Soviet censors, always interested in people, were further outraged when the 1958 Nobel Prize in Literature went to Pasternak, although the craven Swedish prize-giving committee did not dare mention “Zhivago” in its citation for fear of further inflaming international tensions. Further mythologizing the book, David Lean’s hit 1965 screen adaptation featured a spectacularly miscast Omar Sharif in the title role and an earworm of a romantic tune by composer Maurice Jarre, “Lara’s Theme,” that still assaults filmgoers today.

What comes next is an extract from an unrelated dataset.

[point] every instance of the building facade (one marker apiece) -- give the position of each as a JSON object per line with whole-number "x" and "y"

Small wonder that after being promoted by the CIA and honored and blamed with equal vehemence by critics and readers, “Zhivago” still sparked new myths decades after its publication. In a 1995 interview with the Polish Jewish historian Adam Michnik quoted in “The Zhivago Affair,” the Russian Jewish poet Joseph Brodsky claimed that “Zhivago” “caused a wave of conversions to Russian Orthodoxy, especially among the Jewish intelligentsia.” Although taken at face value by Finn and Couvée, Brodsky’s hardly objective claim may have been wishful thinking on his part. In his later years, Brodsky often gave public poetry readings while sporting a giant gold cross around his neck.
Well-documented — even if the Russian Jewish author Vasily Grossman is inadequately described as “the journalist” — “The Zhivago Affair” recounts a complex, nuanced tale of an author whose multiple life betrayals created a smokescreen that camouflaged his novel’s possible lack of lasting artistic value.
Benjamin Ivry is a frequent contributor to the Forward.